Sander de Bruijn is Head of Global Employee Experience at ING, a job he has held since 2018, and leads a team of seven experts in employee experience. One of the key components of the early employee experience programme was to improve the employee onboarding process. Said Sander de Bruijn, “Our early goal was to personalise the onboarding process, from accepting a job to starting a job. We do this by nudging new hires with engaging content about their new job and using AI to provide managers with personalised communications to welcome new hires.”

The vision of employee experience at ING is to be as personal, easy, and instant as possible while automating manual work. Recently, ING removed all approval steps in the time and absence process. Now when someone requests a day off, they get an instant automated approval, and managers track this in a dashboard. This reduces manager approvals by 8,000 per month and is a much faster process for employees.

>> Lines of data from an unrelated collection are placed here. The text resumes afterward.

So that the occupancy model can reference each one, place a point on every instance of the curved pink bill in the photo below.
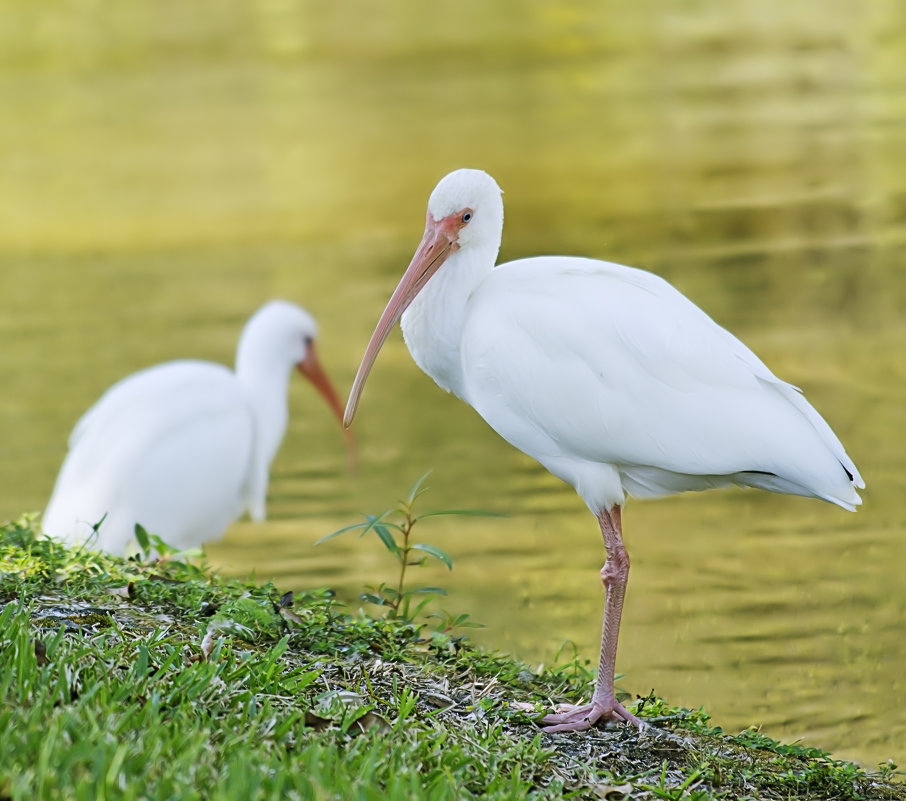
(311, 368)
(437, 243)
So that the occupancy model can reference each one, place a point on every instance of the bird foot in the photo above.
(569, 717)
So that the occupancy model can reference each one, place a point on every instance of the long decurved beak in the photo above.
(436, 245)
(311, 368)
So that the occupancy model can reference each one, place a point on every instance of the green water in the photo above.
(163, 171)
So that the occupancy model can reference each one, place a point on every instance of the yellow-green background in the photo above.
(165, 167)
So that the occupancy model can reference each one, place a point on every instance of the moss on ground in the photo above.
(154, 678)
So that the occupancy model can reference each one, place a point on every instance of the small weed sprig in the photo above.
(394, 529)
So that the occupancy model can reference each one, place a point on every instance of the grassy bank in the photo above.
(153, 678)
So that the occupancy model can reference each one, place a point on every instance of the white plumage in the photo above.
(607, 375)
(184, 448)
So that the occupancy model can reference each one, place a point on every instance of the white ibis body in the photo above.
(184, 448)
(607, 375)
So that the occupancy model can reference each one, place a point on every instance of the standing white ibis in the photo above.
(185, 447)
(608, 376)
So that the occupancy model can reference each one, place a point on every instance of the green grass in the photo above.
(152, 678)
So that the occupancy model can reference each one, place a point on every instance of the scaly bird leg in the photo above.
(604, 704)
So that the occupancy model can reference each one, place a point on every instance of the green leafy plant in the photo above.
(394, 529)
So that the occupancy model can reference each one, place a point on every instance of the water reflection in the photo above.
(165, 172)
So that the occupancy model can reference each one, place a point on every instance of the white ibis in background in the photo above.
(184, 448)
(608, 376)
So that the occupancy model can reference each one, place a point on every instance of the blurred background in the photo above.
(167, 167)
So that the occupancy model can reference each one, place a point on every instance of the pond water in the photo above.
(165, 171)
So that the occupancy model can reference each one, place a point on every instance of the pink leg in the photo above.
(614, 574)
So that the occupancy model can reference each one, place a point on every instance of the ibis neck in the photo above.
(432, 325)
(267, 386)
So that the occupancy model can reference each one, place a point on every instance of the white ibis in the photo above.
(184, 448)
(608, 376)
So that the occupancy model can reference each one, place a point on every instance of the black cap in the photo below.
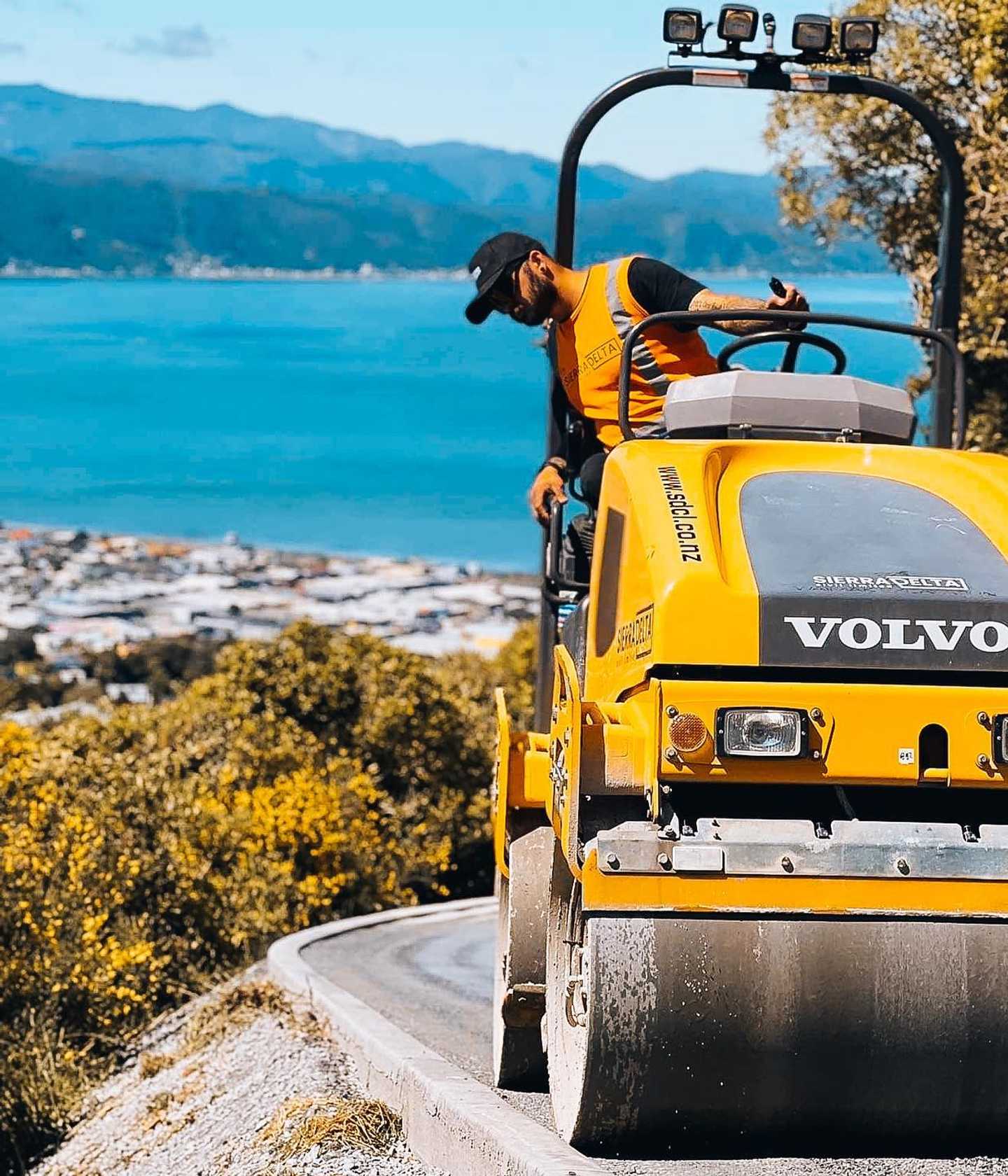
(489, 261)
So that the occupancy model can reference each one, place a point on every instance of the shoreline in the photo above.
(294, 551)
(209, 271)
(74, 594)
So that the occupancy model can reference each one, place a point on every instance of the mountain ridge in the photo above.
(136, 186)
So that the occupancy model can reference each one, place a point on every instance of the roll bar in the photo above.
(769, 74)
(771, 77)
(714, 318)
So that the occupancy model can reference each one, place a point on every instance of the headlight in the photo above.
(859, 36)
(684, 26)
(1000, 728)
(738, 22)
(761, 733)
(812, 33)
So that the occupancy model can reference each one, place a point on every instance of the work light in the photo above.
(812, 33)
(738, 22)
(1000, 727)
(859, 36)
(684, 26)
(762, 733)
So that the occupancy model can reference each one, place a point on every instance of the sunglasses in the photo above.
(504, 293)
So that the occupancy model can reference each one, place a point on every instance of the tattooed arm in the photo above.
(707, 300)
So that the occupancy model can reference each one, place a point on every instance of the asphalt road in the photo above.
(433, 979)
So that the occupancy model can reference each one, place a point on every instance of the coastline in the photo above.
(209, 270)
(74, 594)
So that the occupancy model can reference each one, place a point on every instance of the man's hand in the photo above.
(548, 485)
(790, 300)
(707, 300)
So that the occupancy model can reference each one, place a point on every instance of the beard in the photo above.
(540, 304)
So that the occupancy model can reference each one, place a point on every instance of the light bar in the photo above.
(684, 26)
(762, 733)
(812, 33)
(738, 22)
(859, 36)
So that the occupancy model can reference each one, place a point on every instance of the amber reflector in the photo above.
(687, 733)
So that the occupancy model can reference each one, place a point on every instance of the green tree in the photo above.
(881, 173)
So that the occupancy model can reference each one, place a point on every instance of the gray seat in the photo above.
(788, 406)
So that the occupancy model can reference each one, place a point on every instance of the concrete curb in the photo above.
(451, 1120)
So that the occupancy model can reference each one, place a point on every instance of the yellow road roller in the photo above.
(753, 860)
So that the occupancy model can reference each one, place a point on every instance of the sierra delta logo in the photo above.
(864, 633)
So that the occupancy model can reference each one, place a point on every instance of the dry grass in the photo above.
(361, 1124)
(233, 1009)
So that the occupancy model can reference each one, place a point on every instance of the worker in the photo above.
(592, 312)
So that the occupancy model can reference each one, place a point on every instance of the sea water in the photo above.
(364, 418)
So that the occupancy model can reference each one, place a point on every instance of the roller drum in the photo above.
(718, 1032)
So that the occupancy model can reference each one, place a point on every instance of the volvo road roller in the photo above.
(753, 859)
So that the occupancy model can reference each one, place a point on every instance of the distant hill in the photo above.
(107, 183)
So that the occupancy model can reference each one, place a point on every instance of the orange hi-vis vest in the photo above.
(589, 346)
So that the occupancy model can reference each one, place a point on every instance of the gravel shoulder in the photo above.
(434, 981)
(239, 1082)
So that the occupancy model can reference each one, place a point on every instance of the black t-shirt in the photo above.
(659, 287)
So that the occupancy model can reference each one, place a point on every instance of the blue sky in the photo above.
(512, 76)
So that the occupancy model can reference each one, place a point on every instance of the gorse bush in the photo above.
(305, 779)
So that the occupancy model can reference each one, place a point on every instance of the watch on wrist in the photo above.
(556, 463)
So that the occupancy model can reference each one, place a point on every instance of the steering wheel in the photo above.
(795, 342)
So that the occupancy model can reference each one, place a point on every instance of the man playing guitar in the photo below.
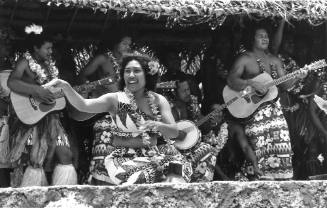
(268, 131)
(203, 154)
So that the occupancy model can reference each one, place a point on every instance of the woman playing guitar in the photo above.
(268, 129)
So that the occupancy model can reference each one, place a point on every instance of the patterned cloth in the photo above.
(33, 145)
(269, 137)
(204, 154)
(118, 165)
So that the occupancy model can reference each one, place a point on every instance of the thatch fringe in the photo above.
(208, 11)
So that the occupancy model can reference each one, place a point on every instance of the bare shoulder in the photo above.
(274, 59)
(22, 62)
(160, 99)
(245, 57)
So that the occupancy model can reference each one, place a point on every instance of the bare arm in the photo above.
(234, 79)
(167, 127)
(315, 118)
(104, 103)
(278, 37)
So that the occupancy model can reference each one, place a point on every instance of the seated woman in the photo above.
(140, 118)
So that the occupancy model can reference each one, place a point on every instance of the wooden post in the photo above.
(13, 12)
(47, 16)
(72, 21)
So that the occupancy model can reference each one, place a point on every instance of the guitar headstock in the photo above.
(166, 85)
(317, 65)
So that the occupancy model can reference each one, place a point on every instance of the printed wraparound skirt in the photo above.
(269, 136)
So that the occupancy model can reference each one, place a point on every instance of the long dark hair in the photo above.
(150, 80)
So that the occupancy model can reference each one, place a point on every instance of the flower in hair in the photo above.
(154, 67)
(36, 29)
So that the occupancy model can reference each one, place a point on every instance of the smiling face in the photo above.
(134, 76)
(45, 51)
(184, 91)
(261, 39)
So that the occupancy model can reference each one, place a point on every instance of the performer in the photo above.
(106, 64)
(140, 118)
(36, 145)
(5, 69)
(268, 131)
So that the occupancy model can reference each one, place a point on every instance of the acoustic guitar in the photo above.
(248, 100)
(191, 130)
(30, 110)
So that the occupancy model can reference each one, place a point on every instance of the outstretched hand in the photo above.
(57, 83)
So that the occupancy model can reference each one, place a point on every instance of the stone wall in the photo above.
(217, 194)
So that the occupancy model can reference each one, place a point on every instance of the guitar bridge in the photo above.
(33, 103)
(247, 98)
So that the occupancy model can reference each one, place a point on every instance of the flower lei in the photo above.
(153, 107)
(42, 75)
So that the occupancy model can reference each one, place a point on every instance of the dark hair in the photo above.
(36, 40)
(182, 77)
(248, 42)
(150, 80)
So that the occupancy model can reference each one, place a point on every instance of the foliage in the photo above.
(192, 12)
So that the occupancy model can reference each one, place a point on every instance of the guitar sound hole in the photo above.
(45, 107)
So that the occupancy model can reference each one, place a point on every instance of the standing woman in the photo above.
(35, 146)
(104, 65)
(140, 118)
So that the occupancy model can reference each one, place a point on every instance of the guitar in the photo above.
(250, 101)
(30, 110)
(191, 129)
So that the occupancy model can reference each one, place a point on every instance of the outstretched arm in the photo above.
(104, 103)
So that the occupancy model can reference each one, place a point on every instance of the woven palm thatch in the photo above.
(190, 12)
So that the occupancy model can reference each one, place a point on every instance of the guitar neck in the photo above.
(93, 85)
(222, 107)
(282, 79)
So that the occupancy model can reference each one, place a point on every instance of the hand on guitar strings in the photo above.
(45, 95)
(321, 103)
(216, 117)
(56, 83)
(148, 125)
(258, 86)
(302, 73)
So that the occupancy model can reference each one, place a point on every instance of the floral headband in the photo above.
(36, 29)
(154, 67)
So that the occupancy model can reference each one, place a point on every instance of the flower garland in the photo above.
(153, 107)
(42, 74)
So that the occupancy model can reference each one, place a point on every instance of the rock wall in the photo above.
(216, 194)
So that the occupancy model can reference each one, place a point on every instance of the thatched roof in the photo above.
(153, 19)
(199, 11)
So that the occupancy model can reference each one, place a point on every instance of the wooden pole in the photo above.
(13, 12)
(72, 21)
(47, 17)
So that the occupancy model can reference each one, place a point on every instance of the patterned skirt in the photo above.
(204, 154)
(269, 136)
(115, 165)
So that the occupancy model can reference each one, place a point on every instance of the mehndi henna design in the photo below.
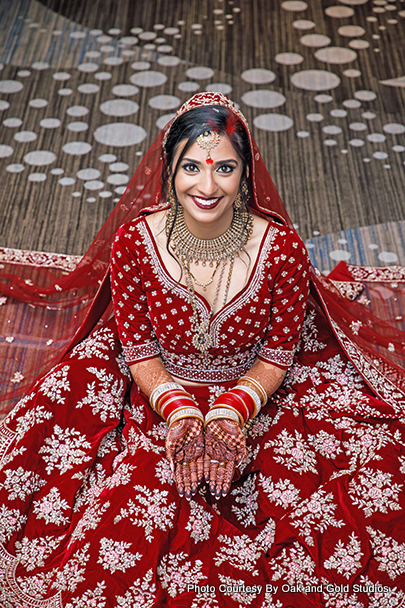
(225, 448)
(184, 450)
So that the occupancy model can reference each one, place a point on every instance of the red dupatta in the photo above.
(45, 311)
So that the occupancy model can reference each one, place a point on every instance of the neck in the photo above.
(209, 230)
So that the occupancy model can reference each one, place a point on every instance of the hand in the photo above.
(225, 448)
(184, 451)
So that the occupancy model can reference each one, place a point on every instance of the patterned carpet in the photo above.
(86, 86)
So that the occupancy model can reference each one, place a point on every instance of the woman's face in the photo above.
(207, 191)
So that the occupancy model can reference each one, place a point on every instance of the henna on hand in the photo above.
(225, 448)
(184, 451)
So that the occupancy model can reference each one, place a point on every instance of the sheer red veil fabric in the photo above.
(46, 310)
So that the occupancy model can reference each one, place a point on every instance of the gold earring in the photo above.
(171, 196)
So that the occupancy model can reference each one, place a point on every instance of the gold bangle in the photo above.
(258, 386)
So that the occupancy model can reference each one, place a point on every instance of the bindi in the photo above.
(207, 141)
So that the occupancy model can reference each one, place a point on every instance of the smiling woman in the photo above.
(220, 432)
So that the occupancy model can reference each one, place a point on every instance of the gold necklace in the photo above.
(220, 250)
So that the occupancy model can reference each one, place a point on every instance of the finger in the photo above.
(200, 469)
(193, 477)
(178, 475)
(213, 476)
(228, 476)
(206, 464)
(186, 479)
(219, 480)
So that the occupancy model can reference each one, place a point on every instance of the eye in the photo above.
(226, 168)
(190, 167)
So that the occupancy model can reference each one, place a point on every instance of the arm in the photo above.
(185, 440)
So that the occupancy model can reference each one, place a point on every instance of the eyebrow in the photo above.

The goal is to make employees’ lives at work better, and, as Sander de Bruijn says, “Every time we do this, we enable ING teams to better serve ING customers.”

READ MORE: How digital transformation is evolving leadership

The 13 HR jobs of the future underscore the growing importance of gen AI and the realisation this is not a zero-sum game. Some roles in HR will be new, like HR GPT Designer or Head of Remote Work; others will leverage gen AI to automate manual work; and most jobs will evolve to include new ways to activate gen AI into current HR roles. As gen AI expands across the enterprise, this will improve the efficiency and effectiveness of HR but also provide middle managers with superpowers to quickly access employee sentiment, personalise communications and anticipate flight risks. The calls to reinvent HR can now be met by integrating gen AI into HR.